Every time a new government comes to power, be it at the centre or state, umpteen promises are doled out to the common man along with a plethora of schemes and subsidies meant to uplift the society and change the status quo. But many a times, these policies suffer from acute shortcomings and fail to meet the very objective they were launched for. Here, let’s take a look at some major policy paralysis that struck different states at different points in time.

1. Karunya lottery introduced by the Kerala CM Oommen Chandy

The ‘Karunya Benevolent fund’ was launched with the aim of providing financial assistance to underprivileged people suffering from ailments such as cancer, haemophilia, kidney and heart diseases. The income generated through the sale of lottery was to be devoted for extending financial assistance to the aforementioned cause. However, a few months into the project and having collected 55 crore, the government was able to disburse just a measly 7 crore to the needy. Out of 6000 poor applicants, only 750 could benefit from the CM’s scheme. Reason for this was the acute shortage of staff at the State Lotteries department and the implementing agency of the project. Staff shortage combined with some bureaucratic red tape-ism prevented the truly needy from reaping the benefits of a scheme that was meant to alleviate their pain.

2. Jayalalitha’s free laptop scheme that went awry

Amma, as she is fondly called by the whole of Tamil Nadu, introduced the free laptop scheme to bring about a digital revolution and bridge the persisting technological divide. Several brands such as Lenovo, Dell and Wipro were roped in to carry out the ambitious project. However, the project fizzled out as the free laptops distributed to students found their way into grey markets where they were sold at throwaway prices. Reasons for the same are believed to be poverty, high service cost and expensive internet connection. Aimed at spreading computer literacy, this project has only caused huge expenditure to the exchequer and an increase in trade in the grey market.

3. Food security scheme and Sheila Dikshit

The food security scheme was launched in the national capital amidst much fanfare to benefit over 32 lakh people residing in the slums and resettlement colonies of the city. Under the scheme, the poor were meant to get rice at Rs 3/kilo, wheat at Rs 2/kilo and coarse grains at Rs 1/kilo. Nevertheless, on conducting a survey 3 months down the line, it was found out that 60% of the people surveyed had not received food grain at cheaper rates since they did not have the required food card. Government only spun excuses around the inefficient procedure when told about the plight of people. Among other things, people also complained about being turned down on approaching for LPG cylinders. The general mood among the masses was one of rage. Yet another CM, yet another failed policy.

4. Rice for Olive Ridley Conservation scheme in Orissa

The families of fishermen in Orissa are affected by a 7 month ban on marine fishing as a part of the Olive Ridley protection measure every year. So as to compensate for the loss of income, over 6000 families are granted 25 kg of rice per month at the rate of 1 rupee/kg. However, the fishermen complain that the subsidized rice would be of no help in solving their livelihood problems. This time, the government has failed to provide the affected folks with an alternative source of income.

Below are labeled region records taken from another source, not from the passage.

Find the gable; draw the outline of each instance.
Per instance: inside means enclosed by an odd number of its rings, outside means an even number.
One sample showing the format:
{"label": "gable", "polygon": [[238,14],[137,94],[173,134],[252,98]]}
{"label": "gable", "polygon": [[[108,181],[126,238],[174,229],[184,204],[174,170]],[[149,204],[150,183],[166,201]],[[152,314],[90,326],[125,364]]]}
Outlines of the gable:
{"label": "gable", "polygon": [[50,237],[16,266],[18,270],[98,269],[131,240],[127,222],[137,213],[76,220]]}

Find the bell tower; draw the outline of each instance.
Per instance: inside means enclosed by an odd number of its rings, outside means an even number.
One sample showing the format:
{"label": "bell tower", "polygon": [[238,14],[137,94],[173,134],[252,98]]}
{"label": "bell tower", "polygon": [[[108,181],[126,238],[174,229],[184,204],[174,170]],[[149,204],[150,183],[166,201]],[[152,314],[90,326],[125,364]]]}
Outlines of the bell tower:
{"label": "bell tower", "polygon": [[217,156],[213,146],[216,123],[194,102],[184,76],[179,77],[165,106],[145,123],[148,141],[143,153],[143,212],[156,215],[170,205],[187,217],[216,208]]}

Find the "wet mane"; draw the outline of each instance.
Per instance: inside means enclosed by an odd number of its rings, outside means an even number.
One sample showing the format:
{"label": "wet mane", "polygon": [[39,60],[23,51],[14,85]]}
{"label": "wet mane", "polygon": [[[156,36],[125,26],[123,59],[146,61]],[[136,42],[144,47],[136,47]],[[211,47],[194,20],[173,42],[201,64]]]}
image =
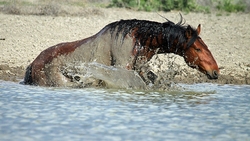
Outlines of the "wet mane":
{"label": "wet mane", "polygon": [[[180,47],[183,47],[184,44],[186,44],[186,48],[188,48],[194,43],[198,34],[195,29],[191,28],[193,35],[188,42],[185,31],[189,25],[185,25],[182,17],[176,24],[168,19],[166,20],[164,23],[137,19],[120,20],[107,26],[110,27],[111,36],[115,35],[115,38],[118,39],[121,34],[122,40],[127,34],[131,34],[131,32],[136,30],[134,38],[139,45],[146,46],[146,42],[150,40],[148,47],[151,49],[155,48],[152,44],[153,39],[156,39],[158,44],[160,40],[162,40],[161,46],[158,46],[162,52],[169,52],[176,41],[176,52]],[[162,39],[159,39],[159,35],[161,35]]]}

5. CM Ashok Gehlot’s scheme for disaster relief

The people struck by disasters of flood and rain in the year 2012 were waiting in 2013 as well for their houses to be rebuilt under the special housing scheme and the government relief. Also, the CM declared funds of amount Rs 50,000 and 25,000 for people affected by complete and partial damages respectively. Despite having such an effective programme at hand, the departments concerned showed very little interest in implementing it. The sub-par development made under the scheme was in stark contrast with the compensation provided by the State Disaster Management and Relief department.

On a concluding note, one can only hope that the number of such policy failures and lapses will diminish in the future and benefit the truly needy.